Five books that mean a lot to you:

Fahrenheit 451 by Ray Bradbury. I recently re-read this and was surprised to find I had forgotten how much I loved it. Often mis-quoted to describe a world of totalitarian government censorship, it's actually about the voluntary self-censorship of an intellectually stunted society. A harsh lesson about political correctness and willful apathy. Bradbury has several short stories that deal with these themes, but of course this is the classic.

Catch-22 by Joseph Heller. I think I got more academic mileage out of this novel than anything else I've ever read.
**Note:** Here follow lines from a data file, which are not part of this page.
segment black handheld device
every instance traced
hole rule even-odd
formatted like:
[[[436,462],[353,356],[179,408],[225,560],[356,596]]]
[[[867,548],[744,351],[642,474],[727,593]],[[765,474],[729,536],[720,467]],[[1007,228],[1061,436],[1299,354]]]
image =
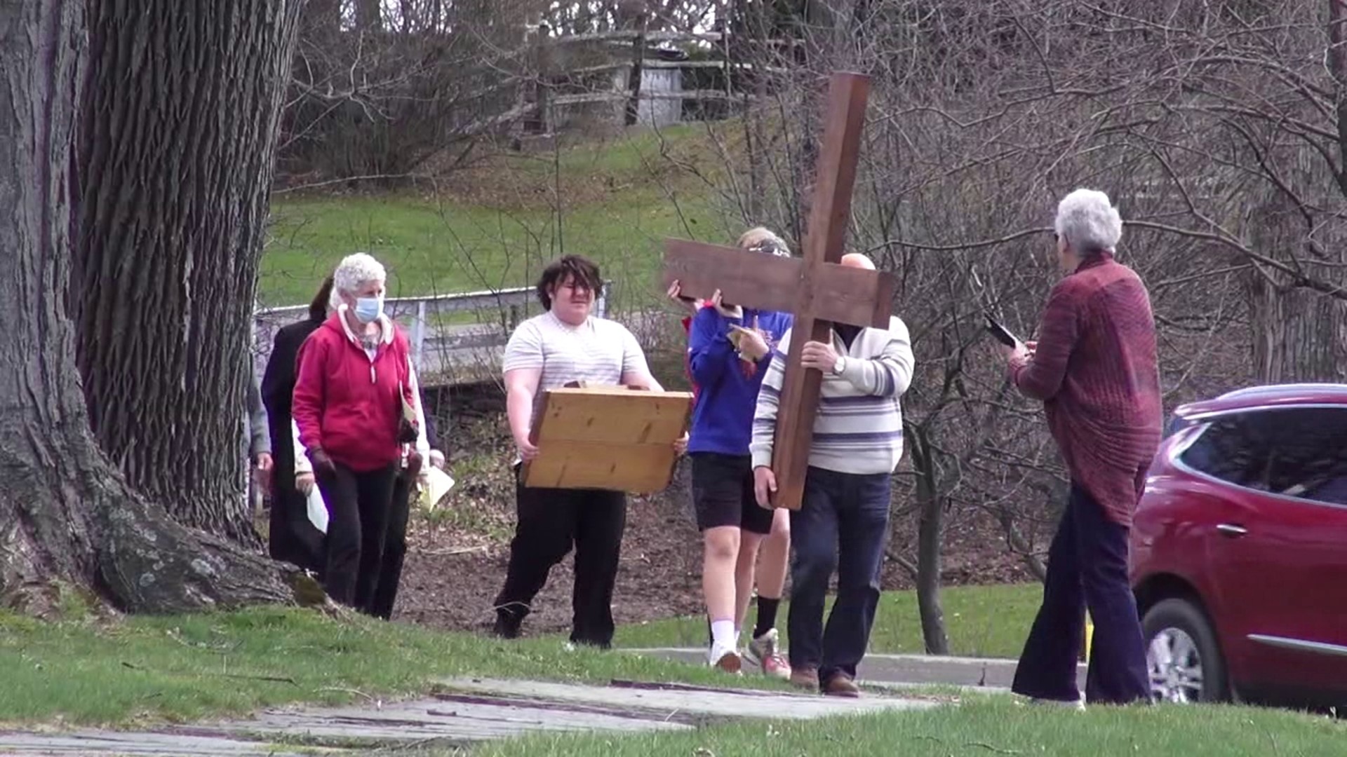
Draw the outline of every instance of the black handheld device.
[[[1014,334],[1012,334],[1012,333],[1010,333],[1010,331],[1009,331],[1009,330],[1008,330],[1008,329],[1006,329],[1005,326],[1002,326],[1002,325],[1001,325],[999,322],[997,322],[997,319],[995,319],[995,318],[991,318],[991,314],[990,314],[990,312],[983,312],[982,315],[983,315],[983,317],[985,317],[985,318],[987,319],[987,331],[991,331],[991,335],[993,335],[993,337],[994,337],[994,338],[995,338],[995,339],[997,339],[998,342],[1001,342],[1002,345],[1005,345],[1005,346],[1008,346],[1008,348],[1013,348],[1013,346],[1016,346],[1016,345],[1018,345],[1018,343],[1020,343],[1020,338],[1018,338],[1018,337],[1016,337]]]

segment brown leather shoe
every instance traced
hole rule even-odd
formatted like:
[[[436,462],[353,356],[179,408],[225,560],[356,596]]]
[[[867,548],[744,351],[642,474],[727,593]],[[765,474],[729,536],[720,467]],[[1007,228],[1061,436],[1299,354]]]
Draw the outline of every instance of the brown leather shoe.
[[[847,696],[855,699],[861,696],[861,687],[846,673],[832,673],[823,682],[824,696]]]
[[[819,669],[818,668],[791,668],[791,686],[797,686],[800,688],[808,688],[810,691],[819,690]]]

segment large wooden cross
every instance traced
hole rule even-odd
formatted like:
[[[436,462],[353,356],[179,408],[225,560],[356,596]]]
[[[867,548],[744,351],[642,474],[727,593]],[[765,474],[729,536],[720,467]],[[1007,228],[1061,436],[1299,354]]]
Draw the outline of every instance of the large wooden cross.
[[[803,259],[686,240],[664,246],[665,287],[678,280],[684,296],[706,299],[721,290],[725,302],[795,315],[772,446],[777,508],[800,508],[819,409],[823,374],[800,366],[800,348],[807,341],[831,343],[832,323],[889,327],[893,276],[838,264],[869,89],[862,74],[832,74]]]

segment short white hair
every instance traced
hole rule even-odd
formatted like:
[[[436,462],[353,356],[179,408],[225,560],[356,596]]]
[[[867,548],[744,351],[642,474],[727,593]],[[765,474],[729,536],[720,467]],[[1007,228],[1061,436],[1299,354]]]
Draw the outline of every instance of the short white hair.
[[[1053,225],[1080,256],[1113,252],[1122,238],[1122,216],[1098,190],[1078,189],[1061,198]]]
[[[341,295],[353,295],[370,282],[387,282],[388,271],[373,255],[357,252],[341,259],[333,271],[333,294],[329,299],[333,310],[341,306]]]

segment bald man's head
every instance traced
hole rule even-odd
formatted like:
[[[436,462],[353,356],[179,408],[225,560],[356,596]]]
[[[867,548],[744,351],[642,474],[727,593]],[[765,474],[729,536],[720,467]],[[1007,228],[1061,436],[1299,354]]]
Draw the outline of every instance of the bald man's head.
[[[838,263],[841,265],[846,265],[847,268],[865,268],[866,271],[874,271],[874,263],[859,252],[849,252],[843,255],[842,260]]]

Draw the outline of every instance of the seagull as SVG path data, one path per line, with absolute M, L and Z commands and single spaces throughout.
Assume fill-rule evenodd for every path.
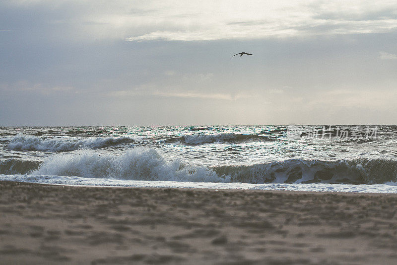
M 235 54 L 233 56 L 235 56 L 237 54 L 240 54 L 240 57 L 242 56 L 243 54 L 247 54 L 247 55 L 254 55 L 253 54 L 251 54 L 251 53 L 247 53 L 246 52 L 242 52 L 242 53 L 236 53 L 236 54 Z M 232 56 L 232 57 L 233 57 L 233 56 Z

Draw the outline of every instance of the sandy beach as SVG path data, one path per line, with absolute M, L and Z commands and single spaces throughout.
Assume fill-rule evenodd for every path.
M 0 182 L 2 264 L 392 264 L 397 195 Z

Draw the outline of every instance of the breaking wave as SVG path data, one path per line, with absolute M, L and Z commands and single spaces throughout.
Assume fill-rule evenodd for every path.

It is a dense, wonderfully complex story told in a bizarre, absurdist format, and it's hilarious and horrifying at the same time.

The Hitchhiker's Guide to the Galaxy by Douglas Adams. Talk about absurdist. I read one of the Hitchhiker's books at least once a year. Still haven't seen the movie yet.

Snow Crash by Neal Stephenson. This is simply a great sci-fi adventure, simultaneously celebrating and defying the tropes of the cyberpunk genre all over the map. In a lot of ways Snow Crash seems like the logical predecessor to the current singularity fiction from Charles Stross and Vernor Vinge. Stephenson has an inventive approach to everything he has written, but unfortunately Cryptonomicon was so nerd niche that I couldn't get past the third chapter.

Snow Crash inches out Peter Watts' Starfish by the slimmest of margins.

Ender's Game by Orson Scott Card. Virtually every Geek of a Certain Age has read and loved this book. Card has said as much in the foreword to his Ender's Shadow series - stories about children often untimately appeal to children. This was a great read to an awkward middle school kid, and it's just as fun to the awkward, geeky adult.

Tag five people to continue this meme:
Unlikely respondents, but what the hey.
Dave
Jill
Katie
Marc
Rob

2 comments:

Anonymous said...

And, lo and behold, I pretty much was right.

I wouldn't have pegged Ender's Game, and I probably would've put you closer to 150 than 250 in terms of total number of books, but beyond that: I called it all.

Go me!

E Mac said...

Ender's Game was a dark horse candidate after I spotted it on the shelf and remembered how important it was to me back in the day.